Well, besides the cutting of the three or four part system down to one 
and converting that file to functions or classes, there is none. That 
file has always bothered me, so I wish to finally get to a project I had 
my sights on for the past 14 to 16 months.

>> I couldn't care if it is going to
>> be acceptable for WordPress, I'm doing it for me and if anyone wants 
>> to see
>> it in WordPress, then so be it.
>>     
>
> I just don't want you to waste your time and then to become
> disillusioned if others dislike it. I'd prefer to understand what it
> is that you want to do before you go and do it. I'd like to help make
> improvements to the existing code, if you can tell me where you think
> there are failings.
>   

What I'm saying, is that I'm going to do it whether or not it is going 
to be accepted into WordPress. Simply, I would just release the project 
source as a fork, much like WordPress Mu is now. At some point in the 
future when the rewrite has been tested, is stable, then great. However, 
I think what BackPress is trying to solve would work well with a generic 
Controller implementation that doesn't suck.

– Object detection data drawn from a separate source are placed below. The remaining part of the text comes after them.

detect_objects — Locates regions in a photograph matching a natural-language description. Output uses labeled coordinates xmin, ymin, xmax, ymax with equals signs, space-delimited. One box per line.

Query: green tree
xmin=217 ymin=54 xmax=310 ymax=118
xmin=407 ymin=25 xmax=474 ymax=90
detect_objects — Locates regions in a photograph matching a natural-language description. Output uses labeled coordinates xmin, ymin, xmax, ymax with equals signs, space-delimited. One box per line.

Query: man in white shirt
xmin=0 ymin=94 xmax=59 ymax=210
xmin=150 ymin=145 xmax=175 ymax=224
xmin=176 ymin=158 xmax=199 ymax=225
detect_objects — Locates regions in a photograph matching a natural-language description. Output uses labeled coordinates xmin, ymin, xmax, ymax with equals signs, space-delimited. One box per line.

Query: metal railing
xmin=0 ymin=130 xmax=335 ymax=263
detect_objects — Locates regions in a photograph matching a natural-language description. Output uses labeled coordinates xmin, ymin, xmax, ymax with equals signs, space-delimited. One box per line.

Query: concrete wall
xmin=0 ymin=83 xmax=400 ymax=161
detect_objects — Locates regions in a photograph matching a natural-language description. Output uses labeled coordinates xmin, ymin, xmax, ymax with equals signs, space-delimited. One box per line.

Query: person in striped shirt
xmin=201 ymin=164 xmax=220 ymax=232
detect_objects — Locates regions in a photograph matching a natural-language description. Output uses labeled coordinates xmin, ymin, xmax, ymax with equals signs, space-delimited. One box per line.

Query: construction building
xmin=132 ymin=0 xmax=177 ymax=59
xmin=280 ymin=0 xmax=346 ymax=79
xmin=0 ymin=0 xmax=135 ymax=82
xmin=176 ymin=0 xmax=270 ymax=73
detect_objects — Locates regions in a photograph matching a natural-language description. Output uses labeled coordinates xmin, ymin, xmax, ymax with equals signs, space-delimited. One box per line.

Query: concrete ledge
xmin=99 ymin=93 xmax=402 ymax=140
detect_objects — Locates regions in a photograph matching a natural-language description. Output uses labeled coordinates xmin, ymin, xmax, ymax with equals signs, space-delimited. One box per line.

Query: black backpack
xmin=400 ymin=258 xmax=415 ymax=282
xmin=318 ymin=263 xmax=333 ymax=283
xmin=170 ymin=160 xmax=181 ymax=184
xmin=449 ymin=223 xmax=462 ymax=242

>> Also, the whole thing about the parameters. That is already possible 
>> with
>> many controller implementations. Only the most rigid don't allow you 
>> to do
>> that with the URL string. However, one thing, if you wanted 
>> /tag/whatever to
>> set $tag = whatever, then do the same thing as setting certain parts to
>> parameters for a controller. So you would still send it to a 
>> controller, it
>> just wouldn't be the "tag" controller class or function. Or I mean, 
>> it could
>> be the tag controller to save time and automatically call the tag 
>> controller
>> class which sets the $tag parameter to "whatever".
>>     
>
> I understand this, but I found it difficult and confusing in every
> rigid-MVC style system I've tried, which is why I pretty much hate MVC
> in general. It's rigid and inflexible in 99% of the implementations of
> it. It's a bad way to write web-code. IMO, of course.
>   

Yeah, I will agree that when you have a small project, MVC probably 
would be more than it is worth. However in my instance, if I tried to do 
it any other way, I'll be in for a nightmare trying to maintain the 
code. I already found that out with a small project. After doing the 
presentation <-> business logic path and extending to MVC, I can see the 
vast advantages a true MVC implementation inherently gives.